There isn't any innings of substance elsewhere. Indeed there are a mere two fifties abroad which don't do justice to his talent or the numerous opportunities which came his way.
Suresh Raina, still young, has 15 Tests and 26 innings which presently has hit the pause button. Nineteen of his innings have come at number six and he averages 35.72 from them, including a century.
But his summer in England this year, brutally exposed his frailty against short-pitched deliveries. In four Tests, he made 105 runs at 13.13 average.
It's now Virat Kohli who is struggling to bridge the gap between ODIs and Test matches.

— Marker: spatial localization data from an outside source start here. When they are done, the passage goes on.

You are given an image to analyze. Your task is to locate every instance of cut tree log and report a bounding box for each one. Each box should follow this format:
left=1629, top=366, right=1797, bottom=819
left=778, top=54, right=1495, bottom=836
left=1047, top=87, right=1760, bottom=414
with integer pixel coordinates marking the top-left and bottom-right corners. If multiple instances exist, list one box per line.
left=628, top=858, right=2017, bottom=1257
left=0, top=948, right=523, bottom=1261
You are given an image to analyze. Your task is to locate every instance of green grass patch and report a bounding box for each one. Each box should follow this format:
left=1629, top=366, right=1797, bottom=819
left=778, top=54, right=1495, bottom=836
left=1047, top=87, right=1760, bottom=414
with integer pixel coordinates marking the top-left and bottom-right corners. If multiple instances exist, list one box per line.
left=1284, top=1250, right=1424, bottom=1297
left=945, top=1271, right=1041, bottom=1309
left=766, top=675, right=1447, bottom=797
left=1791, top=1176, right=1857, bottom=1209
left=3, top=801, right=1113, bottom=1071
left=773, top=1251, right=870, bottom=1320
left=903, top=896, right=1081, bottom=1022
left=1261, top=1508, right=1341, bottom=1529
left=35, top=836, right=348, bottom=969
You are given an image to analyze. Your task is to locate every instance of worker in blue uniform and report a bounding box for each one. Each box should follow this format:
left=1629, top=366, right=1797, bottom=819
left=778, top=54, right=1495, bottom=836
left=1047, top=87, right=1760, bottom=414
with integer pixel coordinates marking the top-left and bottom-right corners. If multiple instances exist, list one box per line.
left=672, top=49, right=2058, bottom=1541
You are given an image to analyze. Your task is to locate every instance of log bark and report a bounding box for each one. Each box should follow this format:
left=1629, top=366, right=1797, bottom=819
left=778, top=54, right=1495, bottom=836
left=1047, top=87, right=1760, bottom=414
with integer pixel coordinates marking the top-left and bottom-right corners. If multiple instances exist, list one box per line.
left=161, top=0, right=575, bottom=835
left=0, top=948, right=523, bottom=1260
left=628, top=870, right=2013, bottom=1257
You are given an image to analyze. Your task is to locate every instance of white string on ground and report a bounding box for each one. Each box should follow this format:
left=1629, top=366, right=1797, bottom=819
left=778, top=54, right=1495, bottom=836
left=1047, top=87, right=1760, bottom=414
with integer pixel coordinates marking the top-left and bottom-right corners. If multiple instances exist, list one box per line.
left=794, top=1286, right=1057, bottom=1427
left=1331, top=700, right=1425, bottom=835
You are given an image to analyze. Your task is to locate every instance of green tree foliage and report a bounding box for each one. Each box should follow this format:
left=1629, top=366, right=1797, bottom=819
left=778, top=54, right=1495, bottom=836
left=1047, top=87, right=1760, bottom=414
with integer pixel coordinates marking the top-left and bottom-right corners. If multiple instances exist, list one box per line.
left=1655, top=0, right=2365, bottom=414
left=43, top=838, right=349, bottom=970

His assurance of one-dayers is copiously missing in Tests. In 10 innings of five Tests, the Delhi youngster has scratched together a total of 202 runs at 22.44 average.
Number six is a pivotal position for any good side. It's at this position that a batsman usually negotiates the second new ball and is called upon to help tailenders eke out important runs.
Most great sides of the world had a brilliant number six batsman. The great Clive Lloyd occupied either number five or six position mostly in his career of 110 Tests and ensured the great West Indian side of 70s and 80s gave no opening whatsoever to the opposition.
With the great Australian side of the 90s and 2000, it was the turn of Steve Waugh and Adam Gilchrist to do the duty. Waugh averaged over 50 at number six and Gilchrist likewise at number seven.
A look at the present sides in international cricket offers a good reflection. Mike Hussey walked in at number six at MCG and cracked 89 which, in hindsight, was a match-defining innings.
AB de Villiers for South Africa has a rock-like presence and averages 47-odd in the position. Ian Bell averages a solid 58 at number six.
India's collapse in the first innings at MCG is a case in point. Without a solid number six, the advantage of the second innings was quickly lost. Kohli's second failure in the match ensured there was no fight-back from the Indian camp.
Number six is a position where a batsman necessarily ought to be good against pace bowling and be a good stroke-player, both off the front and backfoot. In many ways, this position is as vital as number three is any line-up.
How India would've wished for a Rahul Dravid at number six as well.